The second layer is the tactic library. MITRE ATLAS publishes the canonical library; some commercial tools maintain extended libraries. The library should be kept current with MITRE updates and with internal additions specific to the organization’s threat model.

The third layer is the human red-team capability. Tooling automates the known tactics; humans discover new ones. The human layer is what differentiates a mature program from an automated scan. Investment in human capability pays back through findings the tooling cannot produce.

Frequently Asked Questions

Should we build internal capability or use a vendor?

Most programs start with a vendor engagement and transition to internal capability as the system count grows. A program with one or two AI systems is rarely large enough to justify dedicated headcount. A program with ten or more systems needs internal capability for cadence and institutional knowledge.

How does AI red teaming differ from traditional penetration testing?

Traditional penetration testing tests deployed software for known classes of vulnerabilities. AI red teaming tests learned systems for emergent behaviors, including behaviors the developer did not anticipate. The skill set overlaps but the methodology is distinct; some traditional pen-testers retrain into AI red teaming successfully, others do not.

Are bug bounties relevant for AI systems?

Yes, with adaptation.

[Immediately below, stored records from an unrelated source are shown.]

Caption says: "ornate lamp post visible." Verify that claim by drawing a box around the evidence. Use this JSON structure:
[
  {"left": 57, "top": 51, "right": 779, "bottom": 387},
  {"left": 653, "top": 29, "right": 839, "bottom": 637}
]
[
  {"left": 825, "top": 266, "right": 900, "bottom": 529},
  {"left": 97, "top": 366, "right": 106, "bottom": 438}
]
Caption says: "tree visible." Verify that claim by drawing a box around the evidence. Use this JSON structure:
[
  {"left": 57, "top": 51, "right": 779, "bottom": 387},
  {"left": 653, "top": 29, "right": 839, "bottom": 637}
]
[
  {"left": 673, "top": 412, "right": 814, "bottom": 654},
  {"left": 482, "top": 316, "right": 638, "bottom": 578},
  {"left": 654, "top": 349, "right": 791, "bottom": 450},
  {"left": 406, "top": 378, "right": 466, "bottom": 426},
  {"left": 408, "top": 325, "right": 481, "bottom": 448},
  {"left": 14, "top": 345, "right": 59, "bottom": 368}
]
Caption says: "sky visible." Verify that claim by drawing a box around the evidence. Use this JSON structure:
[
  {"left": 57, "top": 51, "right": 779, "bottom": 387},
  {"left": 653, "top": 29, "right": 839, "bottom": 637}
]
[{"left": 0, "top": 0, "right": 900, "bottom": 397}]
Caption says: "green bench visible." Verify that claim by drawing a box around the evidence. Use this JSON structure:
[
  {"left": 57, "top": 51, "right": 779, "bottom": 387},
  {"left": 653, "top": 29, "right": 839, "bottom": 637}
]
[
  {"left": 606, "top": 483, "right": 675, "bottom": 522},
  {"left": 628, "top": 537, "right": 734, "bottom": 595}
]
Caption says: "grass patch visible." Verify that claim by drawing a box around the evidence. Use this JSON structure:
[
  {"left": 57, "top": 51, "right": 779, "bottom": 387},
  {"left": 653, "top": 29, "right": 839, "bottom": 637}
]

Several organizations run AI-specific bug bounties focused on jailbreaks, prompt injection, and policy bypasses. Bug bounties supplement formal red teaming but do not replace it; the formal program produces the documented governance trail that bug bounties cannot.

What about regulatory red-teaming requirements?

The EU AI Act imposes red-teaming requirements on high-risk AI systems and on general-purpose AI models with systemic risk. NIST AI 600-1 incorporates red teaming into the GenAI Profile. Future regulatory frameworks are expected to add specifics. A program designed against OWASP, NIST, and MITRE will be substantially aligned with most emerging regulatory requirements.

Should we publish our red-team findings?

Public disclosure of findings is rare and controversial. Most organizations share findings selectively with the affected vendor (when the system is third-party) and within trusted information-sharing communities. Public disclosure of generic technique categories may serve the discipline; public disclosure of system-specific exploits is generally inappropriate.

How do we measure red-team program maturity?

Five indicators: scope-register completeness, test-cycle adherence, mean time to mitigate findings, OWASP and MITRE catalog currency, and board-artifact quality. A program scoring well on all five is mature; a program scoring well on two or three is in development.